* SEC says ETF would not lead to metal shortage
* Regulator upholds decision to approve JPM fund
By Josephine Mason
NEW YORK, March 26 The U.S. Securities and
Exchange Commission has again rebuffed claims by copper
fabricators that JPMorgan Chase & Co's planned exchange
traded fund backed by physical copper would tighten supplies of
metal used in plumbing and wiring.
In a filing dated March 28 and posted on the SEC website on
Friday, the regulator upheld its Dec. 14 decision to approve the
controversial fund, rejecting concerns among copper users that
the fund would distort supply and inflate prices.
Industrial users fear the funds would cut off supplies of
copper, used in wiring and plumbing, and boost prices since they
will use physical copper cathode as collateral against shares of
the fund, effectively removing a chunk of metal from the market.
There is no new evidence to suggest that the JPM XF Physical
Copper Trust would lead to a scarcity of particular grades or
brands of copper, the SEC said.
"The commission does not believe that ... as a result of the
trust, it is much more likely that brand-sensitive end-users of
copper will not be able to obtain their desired brands of copper
at their desired locations," the filing said.

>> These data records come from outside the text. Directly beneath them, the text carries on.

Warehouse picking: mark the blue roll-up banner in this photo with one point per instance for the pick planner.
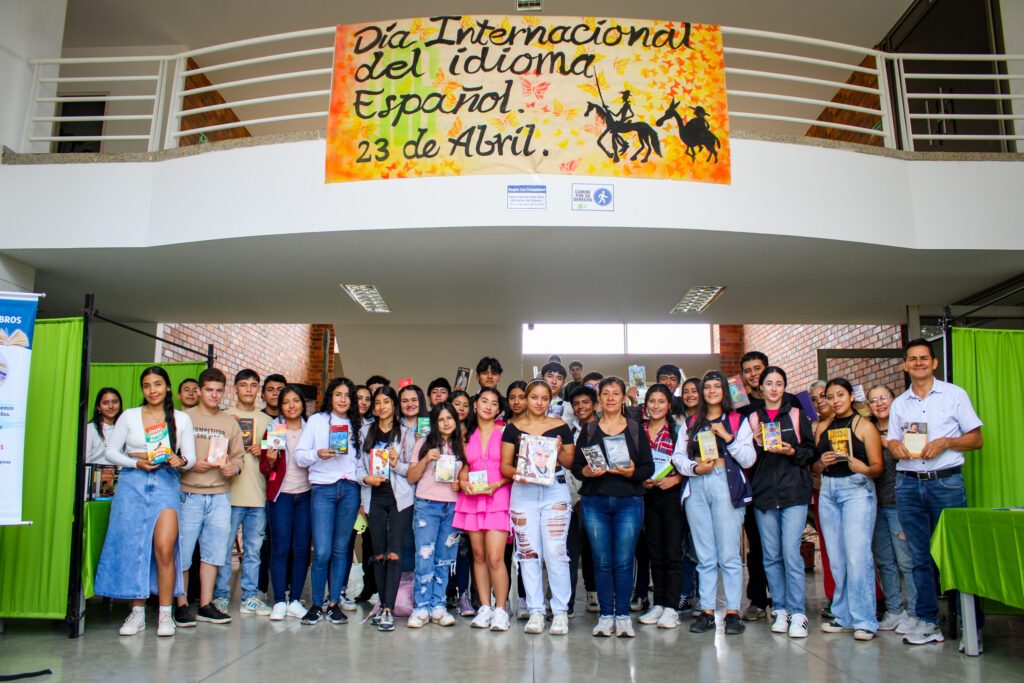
(17, 322)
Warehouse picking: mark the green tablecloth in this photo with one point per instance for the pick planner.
(981, 551)
(97, 513)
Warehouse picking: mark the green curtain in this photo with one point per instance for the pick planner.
(35, 561)
(124, 377)
(989, 365)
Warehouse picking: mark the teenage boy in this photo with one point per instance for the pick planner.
(929, 481)
(188, 393)
(248, 501)
(206, 505)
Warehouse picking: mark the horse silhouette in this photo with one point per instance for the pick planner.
(693, 133)
(645, 134)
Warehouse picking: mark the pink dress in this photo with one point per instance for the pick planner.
(484, 513)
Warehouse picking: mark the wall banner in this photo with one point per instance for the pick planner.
(17, 321)
(461, 95)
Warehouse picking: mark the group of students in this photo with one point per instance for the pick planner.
(876, 506)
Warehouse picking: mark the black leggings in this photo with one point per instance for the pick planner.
(388, 527)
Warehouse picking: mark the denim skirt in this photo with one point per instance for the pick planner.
(127, 568)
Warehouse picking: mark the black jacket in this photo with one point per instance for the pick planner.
(777, 480)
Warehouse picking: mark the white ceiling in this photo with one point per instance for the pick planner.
(201, 23)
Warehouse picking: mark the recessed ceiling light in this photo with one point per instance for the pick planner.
(368, 297)
(697, 299)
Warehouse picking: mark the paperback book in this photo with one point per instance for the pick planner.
(538, 460)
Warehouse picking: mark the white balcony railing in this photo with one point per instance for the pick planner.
(775, 83)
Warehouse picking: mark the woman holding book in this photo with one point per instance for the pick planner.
(388, 497)
(437, 460)
(613, 460)
(781, 485)
(482, 510)
(851, 460)
(535, 449)
(329, 447)
(717, 446)
(288, 495)
(150, 443)
(663, 515)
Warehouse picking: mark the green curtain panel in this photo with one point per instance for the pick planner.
(124, 377)
(35, 561)
(989, 365)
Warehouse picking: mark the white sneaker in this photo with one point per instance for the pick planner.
(781, 623)
(892, 620)
(605, 627)
(536, 624)
(133, 624)
(419, 619)
(798, 626)
(295, 609)
(653, 615)
(482, 619)
(670, 619)
(440, 616)
(165, 624)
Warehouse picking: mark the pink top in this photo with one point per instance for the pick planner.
(428, 487)
(492, 462)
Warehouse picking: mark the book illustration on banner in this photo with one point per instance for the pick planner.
(915, 436)
(737, 392)
(338, 439)
(217, 454)
(595, 458)
(708, 443)
(616, 451)
(538, 460)
(462, 379)
(158, 443)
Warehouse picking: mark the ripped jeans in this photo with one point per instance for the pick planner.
(436, 548)
(541, 518)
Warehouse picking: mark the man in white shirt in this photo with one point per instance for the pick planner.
(929, 481)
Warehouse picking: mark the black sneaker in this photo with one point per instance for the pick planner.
(335, 614)
(733, 626)
(702, 623)
(312, 615)
(209, 612)
(183, 617)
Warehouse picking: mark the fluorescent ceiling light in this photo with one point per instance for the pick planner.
(368, 297)
(697, 299)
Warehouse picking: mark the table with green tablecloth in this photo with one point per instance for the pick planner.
(980, 551)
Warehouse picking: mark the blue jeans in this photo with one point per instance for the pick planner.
(892, 555)
(781, 532)
(920, 504)
(253, 522)
(715, 527)
(436, 548)
(847, 506)
(334, 507)
(612, 525)
(290, 530)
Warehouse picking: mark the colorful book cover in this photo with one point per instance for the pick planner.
(158, 443)
(616, 452)
(915, 436)
(538, 460)
(595, 458)
(708, 443)
(338, 440)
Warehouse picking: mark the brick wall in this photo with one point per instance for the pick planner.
(794, 347)
(292, 350)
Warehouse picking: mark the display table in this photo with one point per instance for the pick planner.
(980, 551)
(96, 514)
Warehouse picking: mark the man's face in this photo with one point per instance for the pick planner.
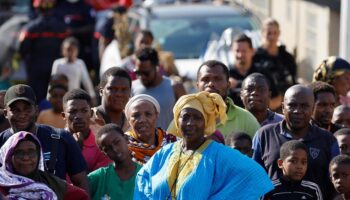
(297, 110)
(77, 113)
(243, 55)
(255, 95)
(146, 72)
(324, 107)
(116, 93)
(213, 80)
(21, 115)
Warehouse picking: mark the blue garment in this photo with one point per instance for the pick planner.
(222, 173)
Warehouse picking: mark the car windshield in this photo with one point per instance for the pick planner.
(188, 38)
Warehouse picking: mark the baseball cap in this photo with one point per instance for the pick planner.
(19, 92)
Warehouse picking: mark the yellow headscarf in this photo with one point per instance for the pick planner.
(211, 105)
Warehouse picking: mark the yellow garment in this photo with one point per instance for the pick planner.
(211, 105)
(181, 165)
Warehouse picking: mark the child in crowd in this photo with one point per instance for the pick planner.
(73, 67)
(339, 169)
(53, 116)
(240, 141)
(293, 163)
(117, 180)
(341, 116)
(343, 139)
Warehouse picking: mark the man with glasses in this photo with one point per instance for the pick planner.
(150, 81)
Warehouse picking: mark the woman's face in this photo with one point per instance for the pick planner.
(143, 118)
(192, 125)
(342, 83)
(25, 158)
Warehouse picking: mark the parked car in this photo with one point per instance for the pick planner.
(186, 29)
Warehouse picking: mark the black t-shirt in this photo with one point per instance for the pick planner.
(69, 157)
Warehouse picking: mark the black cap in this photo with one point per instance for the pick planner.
(19, 92)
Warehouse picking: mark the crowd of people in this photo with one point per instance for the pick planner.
(250, 131)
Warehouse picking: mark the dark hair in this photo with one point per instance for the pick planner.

The latest missive came after a last-ditch effort by a
consortium of copper users to get the SEC to reverse its
decision. Their attorney Robert Bernstein with law firm Eaton &
Van Winkle LLP asked the regulator in a letter dated Jan. 9 to
block the fund.
Last month, two firms from the group, Southwire Co and
Encore Wire Corp, said they were preparing to fight the
ruling in the U.S. Court of Appeals.
The consortium, which represents half the annual copper
demand of the United States, has also opposed another, similar
fund, the iShares Copper Trust, planned by BlackRock Inc
. The SEC gave its seal of approval for that product last
This week's filing also rejected concerns raised in the
January letter that long lines in some warehouses would delay
investors getting their metal if they redeemed their shares in
the trust for physical material.
The SEC said it expected that metal would be transferred to
the relevant investor's account within three days of redemption,
which it did not consider to be a "significant" delay.
It remained unclear when JPM may launch the fund after two
years of work to get the approval in December.
JPMorgan and BlackRock have said fears about rising prices
and supply squeezes are unfounded because the funds would be
miniscule compared with the 20-million-tonne global market.